Yes, the 31-year-old Frenchman was clearly a man in form, having secured his new-found status by claiming the Spanish Open title and making clutch birdies on each of the last four holes in the season-ending DP World Tour Championship. But few observers expected a supposed journeyman who took 13 years to win an event on the DP World Tour to make much of an impact across the Atlantic.

How wrong we were.

This week Pavon is making his Masters debut on the back of victory at the Farmers Insurance Open in January and two other top-10 finishes on the PGA Tour. But here’s the thing: The World No. 24 is not the first member of his family to visit Augusta National. And therein lies a touching tale.

Back in 2009, Pavon’s parents—mother Beatrice is a golf instructor and father Michel is a former soccer star with Bordeaux—made their own pilgrimage to the Masters. During their visit, Beatrice buried a Euro coin as a good luck charm on what was then the practice range. The hope was that her then-16-year-old son would one day be good enough to play his way into golf’s most famous tournament.

And so it has come to pass, a moment mere and pere are back to share with Matthieu, as well as his brothers.

There will, however, be no fairytale ending, at least as far as Beatrice’s 15-year-old gesture is concerned. Chances are, her modest piece of treasure would be almost impossible to locate. The old Augusta National driving range closed after the 2009, replaced by a massive new facility that is used today. Knowing that, Pavon has no intention of instituting a surely fruitless search. But what he is seriously considering is doing something similar for his 2-year-old son.

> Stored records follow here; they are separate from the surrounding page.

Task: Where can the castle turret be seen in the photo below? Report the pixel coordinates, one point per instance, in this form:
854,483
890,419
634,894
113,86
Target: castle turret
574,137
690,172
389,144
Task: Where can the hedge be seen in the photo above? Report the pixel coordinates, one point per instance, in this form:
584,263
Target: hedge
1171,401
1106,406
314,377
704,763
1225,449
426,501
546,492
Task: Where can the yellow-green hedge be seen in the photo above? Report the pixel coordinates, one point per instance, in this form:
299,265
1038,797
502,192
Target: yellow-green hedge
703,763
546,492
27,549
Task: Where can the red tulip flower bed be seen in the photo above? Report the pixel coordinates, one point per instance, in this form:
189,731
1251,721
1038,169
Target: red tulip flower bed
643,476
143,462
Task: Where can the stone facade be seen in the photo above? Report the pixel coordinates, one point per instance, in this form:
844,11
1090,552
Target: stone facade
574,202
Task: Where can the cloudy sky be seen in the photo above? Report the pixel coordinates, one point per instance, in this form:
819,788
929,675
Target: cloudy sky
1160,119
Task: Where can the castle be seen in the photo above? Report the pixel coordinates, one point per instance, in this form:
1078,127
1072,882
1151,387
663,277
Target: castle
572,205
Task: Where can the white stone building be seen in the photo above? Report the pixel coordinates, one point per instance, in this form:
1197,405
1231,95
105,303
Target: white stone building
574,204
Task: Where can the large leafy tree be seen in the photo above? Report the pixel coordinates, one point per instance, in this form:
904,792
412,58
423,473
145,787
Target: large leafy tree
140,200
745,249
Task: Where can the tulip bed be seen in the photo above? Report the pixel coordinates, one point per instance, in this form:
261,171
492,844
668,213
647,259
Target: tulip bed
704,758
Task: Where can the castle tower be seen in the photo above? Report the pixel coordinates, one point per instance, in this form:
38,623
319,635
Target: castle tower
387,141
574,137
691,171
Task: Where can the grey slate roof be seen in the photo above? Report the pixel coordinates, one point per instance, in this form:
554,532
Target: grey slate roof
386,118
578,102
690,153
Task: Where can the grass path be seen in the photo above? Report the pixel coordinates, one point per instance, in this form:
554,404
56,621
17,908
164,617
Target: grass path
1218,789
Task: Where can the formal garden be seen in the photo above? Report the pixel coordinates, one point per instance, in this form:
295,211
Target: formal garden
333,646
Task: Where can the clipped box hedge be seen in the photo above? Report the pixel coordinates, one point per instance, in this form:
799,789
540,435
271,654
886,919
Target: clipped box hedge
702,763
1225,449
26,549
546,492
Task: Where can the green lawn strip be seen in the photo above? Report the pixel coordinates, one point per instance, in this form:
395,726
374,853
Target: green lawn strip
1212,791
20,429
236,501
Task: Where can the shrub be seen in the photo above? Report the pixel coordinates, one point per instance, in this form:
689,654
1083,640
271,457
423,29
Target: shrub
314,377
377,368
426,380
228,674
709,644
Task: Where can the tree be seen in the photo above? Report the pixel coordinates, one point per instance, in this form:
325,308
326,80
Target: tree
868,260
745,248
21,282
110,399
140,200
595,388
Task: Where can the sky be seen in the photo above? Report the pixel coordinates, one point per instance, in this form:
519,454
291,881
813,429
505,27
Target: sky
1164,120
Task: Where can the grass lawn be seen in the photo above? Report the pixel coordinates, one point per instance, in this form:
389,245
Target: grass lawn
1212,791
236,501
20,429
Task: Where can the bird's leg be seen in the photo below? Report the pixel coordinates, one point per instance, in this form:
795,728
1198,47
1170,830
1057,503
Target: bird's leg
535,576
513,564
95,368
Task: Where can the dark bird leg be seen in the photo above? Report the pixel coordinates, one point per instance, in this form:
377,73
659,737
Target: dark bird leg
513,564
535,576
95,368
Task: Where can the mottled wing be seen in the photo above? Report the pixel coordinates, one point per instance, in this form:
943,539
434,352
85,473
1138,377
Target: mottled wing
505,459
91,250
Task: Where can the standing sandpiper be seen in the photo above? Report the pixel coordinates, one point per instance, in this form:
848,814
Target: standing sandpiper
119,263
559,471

“I think it’s part of the story, and it’s only better that that coin maybe stays here forever,” said Pavon, whose best finish in his four previous major appearances is T-25 in the 2018 U.S. Open at Shinnecock Hills. “The only thing we’re going to do now is probably I’m going to get a coin myself, bury it somewhere for maybe wishing that my son one day will come as a player over here. I don’t know if he wants to play golf. It doesn’t matter. But maybe I wish that. It would be fun if in the next 20, 30 years my son gets here as a player. That would be an awesome story.”

Indeed. Almost on a par with all that Pavon has already achieved as a member of the PGA Tour.